# Naive Bayes Classifier Tutorial with Python

Hello friends,

**Naive Bayes** is a family of supervised machine learning algorithms based on Bayes’ Theorem.  
It is called "Naive" because it assumes that the features are independent of each other,  
which is often not true in real-world data, but still works surprisingly well.

---

## Types of Naive Bayes Classifiers
1. **Gaussian Naive Bayes** – Assumes features follow a normal (Gaussian) distribution. Best for continuous data (like Age, Salary).  
2. **Multinomial Naive Bayes** – Works well with count data or text classification (like word frequencies).  
3. **Bernoulli Naive Bayes** – Assumes binary features (0/1).

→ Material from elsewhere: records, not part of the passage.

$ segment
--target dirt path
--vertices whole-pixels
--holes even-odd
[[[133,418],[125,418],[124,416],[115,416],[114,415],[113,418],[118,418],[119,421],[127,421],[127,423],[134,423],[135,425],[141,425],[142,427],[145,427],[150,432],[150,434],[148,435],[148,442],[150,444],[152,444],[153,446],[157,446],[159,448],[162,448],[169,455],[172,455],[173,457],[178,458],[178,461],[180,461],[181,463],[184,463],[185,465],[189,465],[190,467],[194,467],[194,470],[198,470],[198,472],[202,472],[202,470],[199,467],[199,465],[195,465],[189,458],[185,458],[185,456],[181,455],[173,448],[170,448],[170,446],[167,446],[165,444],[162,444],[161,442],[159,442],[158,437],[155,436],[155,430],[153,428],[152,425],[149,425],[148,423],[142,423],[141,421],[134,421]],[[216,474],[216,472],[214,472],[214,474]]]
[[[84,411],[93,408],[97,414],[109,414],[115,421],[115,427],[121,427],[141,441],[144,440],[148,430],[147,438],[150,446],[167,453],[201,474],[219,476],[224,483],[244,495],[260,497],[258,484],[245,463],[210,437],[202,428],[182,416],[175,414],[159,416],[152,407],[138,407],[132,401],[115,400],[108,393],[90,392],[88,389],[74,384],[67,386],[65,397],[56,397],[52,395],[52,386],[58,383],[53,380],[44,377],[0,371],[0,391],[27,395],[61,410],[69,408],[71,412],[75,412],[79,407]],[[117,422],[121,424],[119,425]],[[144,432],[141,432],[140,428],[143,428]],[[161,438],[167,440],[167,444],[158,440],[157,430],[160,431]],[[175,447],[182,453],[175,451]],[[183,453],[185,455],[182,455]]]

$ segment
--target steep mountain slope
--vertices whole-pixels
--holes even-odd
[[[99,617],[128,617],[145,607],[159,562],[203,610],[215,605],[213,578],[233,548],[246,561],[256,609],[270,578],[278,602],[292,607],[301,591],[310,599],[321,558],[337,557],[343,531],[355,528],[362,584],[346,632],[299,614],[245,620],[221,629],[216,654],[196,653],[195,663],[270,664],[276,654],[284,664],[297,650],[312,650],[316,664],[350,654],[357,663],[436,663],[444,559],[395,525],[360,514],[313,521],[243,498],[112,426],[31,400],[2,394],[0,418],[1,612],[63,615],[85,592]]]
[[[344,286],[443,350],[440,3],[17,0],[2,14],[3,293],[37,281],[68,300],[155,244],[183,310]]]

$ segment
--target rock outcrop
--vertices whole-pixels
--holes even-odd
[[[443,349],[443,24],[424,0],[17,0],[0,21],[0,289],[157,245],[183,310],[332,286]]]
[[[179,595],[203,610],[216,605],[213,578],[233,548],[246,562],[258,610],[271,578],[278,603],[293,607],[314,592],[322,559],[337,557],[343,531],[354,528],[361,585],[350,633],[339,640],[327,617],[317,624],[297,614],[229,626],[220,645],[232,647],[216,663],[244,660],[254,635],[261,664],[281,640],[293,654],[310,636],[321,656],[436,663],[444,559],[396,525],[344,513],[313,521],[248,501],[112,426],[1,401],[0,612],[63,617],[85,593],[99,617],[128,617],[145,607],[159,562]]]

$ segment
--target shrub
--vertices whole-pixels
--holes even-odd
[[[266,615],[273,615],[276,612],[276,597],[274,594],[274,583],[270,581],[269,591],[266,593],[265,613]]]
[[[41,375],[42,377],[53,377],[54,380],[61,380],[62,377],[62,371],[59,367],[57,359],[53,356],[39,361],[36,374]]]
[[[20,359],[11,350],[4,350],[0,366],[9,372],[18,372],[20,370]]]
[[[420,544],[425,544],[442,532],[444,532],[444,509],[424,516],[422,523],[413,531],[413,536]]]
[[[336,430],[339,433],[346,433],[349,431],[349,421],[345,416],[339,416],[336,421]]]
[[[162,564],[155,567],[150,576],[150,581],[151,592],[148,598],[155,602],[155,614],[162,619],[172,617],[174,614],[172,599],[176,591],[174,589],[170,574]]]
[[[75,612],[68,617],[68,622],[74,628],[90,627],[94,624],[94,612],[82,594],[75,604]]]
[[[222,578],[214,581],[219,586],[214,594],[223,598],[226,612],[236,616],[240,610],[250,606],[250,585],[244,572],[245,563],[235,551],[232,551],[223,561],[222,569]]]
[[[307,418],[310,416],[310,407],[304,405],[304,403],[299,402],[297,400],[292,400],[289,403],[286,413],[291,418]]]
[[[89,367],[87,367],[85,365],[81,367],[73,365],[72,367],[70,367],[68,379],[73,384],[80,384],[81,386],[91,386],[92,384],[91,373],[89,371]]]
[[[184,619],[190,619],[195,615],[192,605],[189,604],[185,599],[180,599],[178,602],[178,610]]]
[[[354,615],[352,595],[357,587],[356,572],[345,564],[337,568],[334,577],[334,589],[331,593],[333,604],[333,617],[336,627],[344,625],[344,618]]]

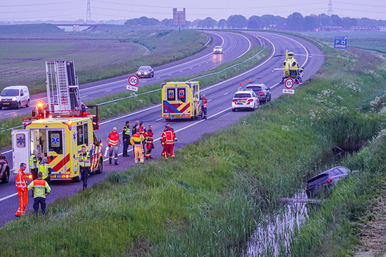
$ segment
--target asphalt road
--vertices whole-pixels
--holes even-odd
[[[296,53],[323,54],[318,48],[310,42],[292,36],[274,33],[250,33],[251,34],[249,34],[243,33],[243,35],[247,36],[249,38],[255,37],[252,34],[257,35],[267,46],[272,49],[272,54],[282,54],[284,53],[286,50],[290,50]],[[239,54],[241,53],[239,52]],[[322,56],[311,57],[298,56],[297,59],[301,66],[305,67],[304,80],[308,79],[316,73],[324,63],[324,58]],[[281,80],[283,72],[274,71],[273,69],[281,67],[283,61],[283,58],[279,57],[267,57],[259,64],[245,72],[201,90],[201,93],[205,93],[209,101],[208,119],[195,121],[172,120],[171,126],[174,128],[178,138],[175,149],[178,149],[197,140],[205,133],[210,133],[237,122],[240,117],[251,113],[248,111],[243,111],[234,112],[231,110],[232,99],[234,93],[240,87],[239,85],[240,81],[244,81],[245,79],[249,79],[251,78],[252,83],[263,83],[267,86],[271,87],[273,99],[278,97],[282,94],[282,89],[284,88],[283,84],[278,83]],[[245,85],[243,83],[243,86]],[[116,126],[120,128],[124,125],[126,120],[130,121],[132,125],[132,123],[136,120],[143,120],[146,127],[149,125],[153,126],[156,148],[153,150],[152,155],[153,157],[159,157],[161,156],[161,147],[157,138],[161,136],[166,123],[161,117],[161,110],[160,103],[104,121],[100,123],[99,130],[95,131],[96,134],[98,138],[104,142],[108,134],[112,130],[113,127]],[[121,151],[122,148],[120,150]],[[6,149],[3,153],[5,154],[7,158],[12,160],[12,152],[10,151],[10,149]],[[100,181],[108,171],[122,171],[134,166],[132,149],[130,149],[129,154],[131,156],[130,157],[123,157],[122,153],[120,154],[118,160],[120,165],[118,166],[109,164],[108,162],[107,161],[108,157],[105,158],[103,173],[89,176],[89,185]],[[178,152],[176,153],[176,158],[177,159],[174,161],[178,161]],[[11,175],[9,182],[7,184],[0,184],[0,209],[2,210],[3,214],[0,216],[0,225],[14,218],[15,213],[18,206],[18,200],[15,194],[16,190],[15,188],[15,175]],[[69,181],[52,181],[50,185],[52,193],[47,198],[48,203],[52,203],[58,197],[71,195],[80,190],[82,187],[81,183],[73,183]],[[29,200],[27,210],[32,209],[33,199],[30,197]]]
[[[242,56],[253,46],[261,45],[259,41],[250,35],[219,31],[205,32],[210,35],[213,39],[209,47],[185,59],[159,67],[152,67],[154,71],[154,77],[140,79],[138,86],[159,83],[165,79],[195,74],[215,68]],[[213,49],[216,46],[223,47],[222,54],[213,54]],[[76,65],[76,60],[74,61]],[[45,69],[43,61],[41,68]],[[126,86],[128,85],[129,76],[134,74],[80,85],[81,101],[85,102],[101,96],[127,90]],[[31,105],[29,108],[23,107],[19,110],[3,108],[0,110],[0,120],[26,113],[29,115],[38,102],[46,100],[47,93],[32,95],[30,99]]]

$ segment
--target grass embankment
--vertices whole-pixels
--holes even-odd
[[[385,125],[382,115],[357,109],[383,93],[384,78],[363,72],[380,61],[361,51],[326,52],[333,56],[328,66],[289,100],[280,97],[205,135],[179,149],[175,161],[111,172],[50,205],[44,218],[29,213],[6,224],[0,229],[3,252],[234,256],[276,199],[302,188],[332,149],[354,149]],[[359,59],[361,67],[346,68],[347,59]]]
[[[84,84],[132,73],[135,65],[161,65],[208,47],[202,46],[206,34],[196,30],[127,32],[119,40],[114,38],[114,34],[110,33],[112,40],[104,39],[105,34],[85,32],[71,39],[66,34],[60,41],[44,38],[2,41],[0,90],[19,85],[28,86],[32,94],[44,91],[46,60],[74,60],[79,83]]]
[[[257,53],[260,52],[262,49],[262,47],[252,47],[248,52],[241,57],[237,58],[234,61],[222,64],[218,67],[209,70],[207,71],[201,72],[196,74],[193,74],[189,77],[185,76],[180,78],[174,78],[163,82],[166,82],[169,81],[185,81],[189,79],[199,77],[200,76],[217,72],[224,69],[229,67],[237,63],[243,62],[250,57],[254,56]],[[260,55],[266,55],[269,52],[270,49],[266,47],[264,50],[260,53]],[[209,76],[205,78],[198,79],[200,81],[201,88],[216,82],[220,81],[227,78],[230,78],[237,74],[240,73],[245,71],[249,68],[256,65],[261,62],[262,58],[253,58],[245,61],[244,63],[224,71],[223,73],[218,74]],[[141,94],[151,90],[159,88],[161,83],[149,85],[140,88],[138,89],[137,94]],[[86,104],[96,104],[108,101],[114,99],[126,97],[131,95],[132,94],[131,91],[126,91],[124,93],[118,93],[110,95],[108,96],[95,98],[86,103]],[[161,99],[161,91],[159,91],[143,95],[138,96],[132,98],[122,100],[118,102],[115,102],[105,105],[100,107],[99,119],[100,120],[103,120],[110,118],[112,117],[133,111],[138,110],[141,108],[148,106],[149,105],[155,103],[159,103]],[[3,120],[6,120],[0,127],[0,149],[3,149],[8,147],[11,145],[11,138],[10,137],[11,132],[8,130],[10,128],[13,128],[20,126],[22,123],[22,117],[25,116],[29,116],[30,113],[26,115],[20,115],[17,117],[12,119]]]

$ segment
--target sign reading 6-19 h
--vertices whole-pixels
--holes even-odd
[[[135,75],[132,75],[129,77],[129,84],[130,86],[135,86],[138,85],[139,83],[139,80],[138,77]]]

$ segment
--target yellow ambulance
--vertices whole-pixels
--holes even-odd
[[[166,121],[172,118],[202,117],[200,82],[168,82],[161,84],[162,117]]]
[[[42,107],[40,103],[38,105]],[[86,112],[87,107],[88,111],[96,109],[96,115]],[[80,182],[78,157],[85,146],[90,153],[91,173],[102,173],[102,142],[93,131],[98,128],[97,106],[84,106],[83,110],[56,113],[50,113],[44,107],[36,111],[36,116],[23,118],[23,129],[12,131],[14,167],[26,163],[27,178],[32,178],[28,161],[36,149],[47,157],[53,170],[51,179]],[[17,169],[14,169],[14,173]]]

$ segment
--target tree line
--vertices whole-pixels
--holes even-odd
[[[159,20],[145,16],[127,20],[125,24],[131,26],[146,26],[171,28],[173,27],[173,19]],[[312,31],[320,27],[341,27],[349,29],[352,26],[378,26],[382,29],[386,28],[386,20],[376,20],[368,18],[356,19],[349,17],[340,17],[334,14],[329,16],[325,14],[311,14],[303,16],[295,12],[287,18],[266,14],[261,16],[252,15],[247,19],[242,15],[232,15],[226,20],[218,21],[211,17],[203,19],[196,19],[192,22],[186,21],[182,27],[195,29],[268,29],[270,25],[276,25],[275,29],[294,31]]]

Useful for yes/no features.

---

## Real-world Applications
- Spam email detection  
- Sentiment analysis  
- Document/text classification  
- Medical diagnosis  


In [4]:
# Importing the libraries
import numpy as np
import matplotlib.pyplot as plt
import pandas as pd

# Importing dataset utilities
from sklearn.model_selection import train_test_split
from sklearn.metrics import confusion_matrix, accuracy_score
from sklearn.preprocessing import StandardScaler

# Import Naive Bayes models
from sklearn.naive_bayes import GaussianNB, MultinomialNB, BernoulliNB


In [5]:
# Importing the dataset
dataset = pd.read_csv("../data/logistic_classification.csv")
X = dataset.iloc[:, [2, 3]].values   # Age & Estimated Salary
y = dataset.iloc[:, -1].values       # Purchased (0 or 1)

# Splitting the dataset into Training and Test sets
X_train, X_test, y_train, y_test = train_test_split(
    X, y, test_size=0.20, random_state=0
)

# Feature Scaling (important for Gaussian NB, optional for others)
sc = StandardScaler()
X_train = sc.fit_transform(X_train)
X_test = sc.transform(X_test)


In [6]:
# Training Naive Bayes Models

# Gaussian Naive Bayes
gnb = GaussianNB()
gnb.fit(X_train, y_train)
y_pred_gnb = gnb.predict(X_test)

# # Multinomial Naive Bayes
# mnb = MultinomialNB()
# mnb.fit(X_train, y_train)
# y_pred_mnb = mnb.predict(X_test)

# Bernoulli Naive Bayes
bnb = BernoulliNB()
bnb.fit(X_train, y_train)
y_pred_bnb = bnb.predict(X_test)


In [8]:
# Evaluation of models

def evaluate_model(name, y_true, y_pred):
    cm = confusion_matrix(y_true, y_pred)
    acc = accuracy_score(y_true, y_pred)
    print(f"Model: {name}")
    print("Confusion Matrix:\n", cm)
    print("Accuracy:", acc)
    print("-"*40)
    return acc

acc_gnb = evaluate_model("GaussianNB", y_test, y_pred_gnb)
# acc_mnb = evaluate_model("MultinomialNB", y_test, y_pred_mnb)
acc_bnb = evaluate_model("BernoulliNB", y_test, y_pred_bnb)

print("Summary of Accuracies:")
print("GaussianNB Accuracy:", acc_gnb)
# print("MultinomialNB Accuracy:", acc_mnb)
print("BernoulliNB Accuracy:", acc_bnb)


Model: GaussianNB
Confusion Matrix:
 [[55  3]
 [ 4 18]]
Accuracy: 0.9125
----------------------------------------
Model: BernoulliNB
Confusion Matrix:
 [[55  3]
 [11 11]]
Accuracy: 0.825
----------------------------------------
Summary of Accuracies:
GaussianNB Accuracy: 0.9125
BernoulliNB Accuracy: 0.825


# Summary & Key Takeaways

- **GaussianNB** usually works best for continuous features like Age and Salary.  
- **MultinomialNB** is more suited to discrete counts (e.g., text word counts).  
- **BernoulliNB** is effective when features are binary (yes/no).  

In this dataset, **GaussianNB is expected to perform better**.  
Naive Bayes is a simple, fast, and surprisingly effective algorithm for many classification problems.